Dark admission here, I often buy reference books and training videos that I know I need but I never get around to watching. My reasoning goes something along the lines of if I really do need the videos I already have them. This makes it very easy for me to ignore them. In this case, I went back to my videos noticed that and they had one video specifically on my subject. Five minutes later, I knew how to take care of my problem and realized that I had spent over forty hours this last year trying to take care of this issue when watching a five minute video would have eliminated my struggle.
I could try to convince myself that this was a “one of” issue. After all, I’m the person who always reads the manual. I enjoy reading well-written manuals. Unfortunately, I tend to read just enough to do the task I want to do and I stop. If I’m putting together a bookcase or a desk, this technique works perfectly but when I’m trying to learn a complex piece of software I need to rethink this strategy.
Poser is a very complex program. I have been using it for over a year. I would like to think that the quality of my compositions shows that I’m improving. The compositions I’m trying to do for my story are at the limit of my skills and I’ve encountered several problems this week. Each time the same set of videos that I’ve had for almost a year showed me what to do.
Now I have a quandary. Is it male stubbornness that causes me to continue trying possible solutions without consulting the training? Is it engineering arrogance to believe that I use a complex program without training? Is it possible that I suffer from both conditions simultaneously?
Fortunately for me my wife has provided guidance in this situation. She says I suffer from massive cases of both conditions simultaneously. Well, that’s not actually what she would say to my face but she has helped me understand my behavior.
If I had watched all the training videos last year when I bought them, I would’ve already forgotten everything that I don’t use on a regular basis. Last year I did not know enough about Poser to understand the videos on advanced subjects.

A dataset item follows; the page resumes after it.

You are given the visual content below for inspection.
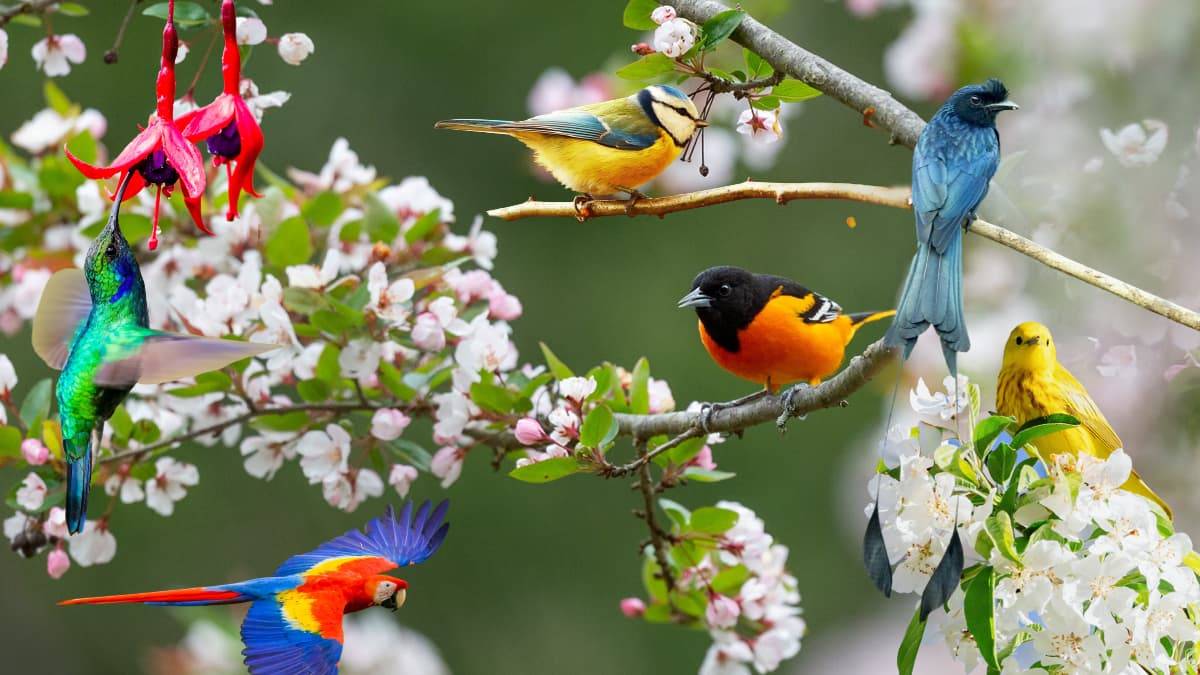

This year not only did I understand them but I was able to put those advanced concepts to use immediately, thus ensuring that I would not forget them.
Acquisition of knowledge does not ensure retention of knowledge. I would also add that acquisition of knowledge is pointless without the foundation to make that knowledge understandable. I felt compelled to add that last statement simply because I deplore the current trend in education of making you memorize facts without the understanding that goes along with those facts.
How many times have you had a problem only to have someone say do this, do this and finally do that? You have no clue what you just did nor do you know why. The next time you have the problem, do you hunt the person down again, hope you can remember an arcane sequence of keystrokes or try to resolve the problem on your own to gain a better understanding of the problem?
No matter how many training videos I buy, they are useless to me until I have the background to understand the concepts and a need to use those techniques. In that case, maybe I wasn’t being stubborn or arrogant, I just wasn’t ready for the knowledge.
Fortunately my wife is always ready to provide a grounded perspective for me. As she put it, that excuse might work for one or two hours of wasted time but thirty eight of those hours were pure stubbornness.